Sundance ’17: Berlin Syndrome

If Australian Melanie Joosten’s debut novel had been originally published by a New York house instead, it would probably be titled The Girl in Berlin. The play on “Stockholm Syndrome” might be a bit too forced, but it is still more distinctive than yet another attempt to evoke Gillian Flynn and Paula Harkins. One thing is completely certain, an Australian tourist lands in deadly serious trouble in Cate Shortland’s Berlin Syndrome, which screens during the 2017 Sundance Film Festival.

Clare has a thing for vintage GDR (DDR) architecture and the paintings of Gustav Klimt. Maybe that is why she feels such an instant attraction to Andi, a native East German school teacher. They have similar tastes in art and literature, but he seems rather bitter about both Re-Unification and the grim old days of Communism. Unfortunately, his attitudes towards women are also complicated, in the worst possible way.

After meeting in a promising Before Sunrise manner, Clare wakes to find her one-night stand just won’t end. She is locked into Andi’s refurbished and specially reinforced flat—the only still hospitable unit in an abandoned GDR-era housing complex. Initially, Clare rebels, but that just gets her trussed up. Quickly, she decides making nice is a shrewder course of action, but she remains watchful for any possible escape opportunity. Most ominously, she picks up clues suggesting she is not the first woman Andi has held captive.

Shaun Grant’s adaptation of Joosten’s novel makes the title sound misleading. While there are times Clare puts on a good show for Andi, viewers will never wonder if she is starting to feel a Stockholm Syndrome attachment for him. Still, the cat-and-mouse games are definitely tense stuff. However, Andi’s impossibly good luck is truly cosmically unjust. He just seems to get every break.

Regardless, the glammed down Teresa Palmer gives a harrowingly intense performance as Clare. She makes the audience feel every ounce of her characters suffering. Max Riemelt (who sort of looks like Jason Ritter, who looks a lot like Jason Giambi) is also appropriately clammy and tightly wound, which makes it even harder to believe she could fall for him.

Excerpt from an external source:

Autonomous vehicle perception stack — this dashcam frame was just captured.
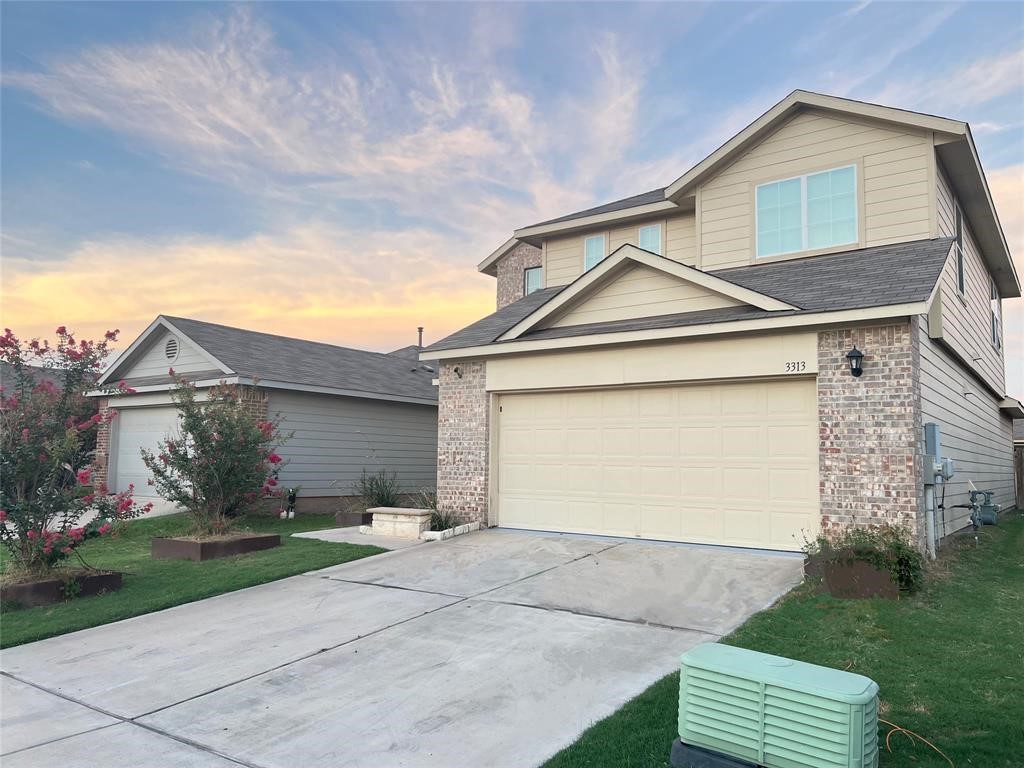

Shortland (the Australian specialist in German language films, probably best known for Lore) shows sure-footed instincts, conveying a visceral sense of Clare’s claustrophobia, but periodically opening the film up to show more of Andi’s awkward interactions with the world. Yet, in all honesty, many of us regular genre [re]viewers are getting a little tired of creepy abduction thrillers. Shortland and cinematographer Germain McMicking give it plenty of style, but it is debatable whether it really fills a void in the world. Recommended for those not fatigued with kidnapping-confinement dramas, Berlin Syndrome screens again tonight (1/22) in Salt Lake and Thursday (1/26) and Friday (1/27) in Park City, as part of this year’s Sundance.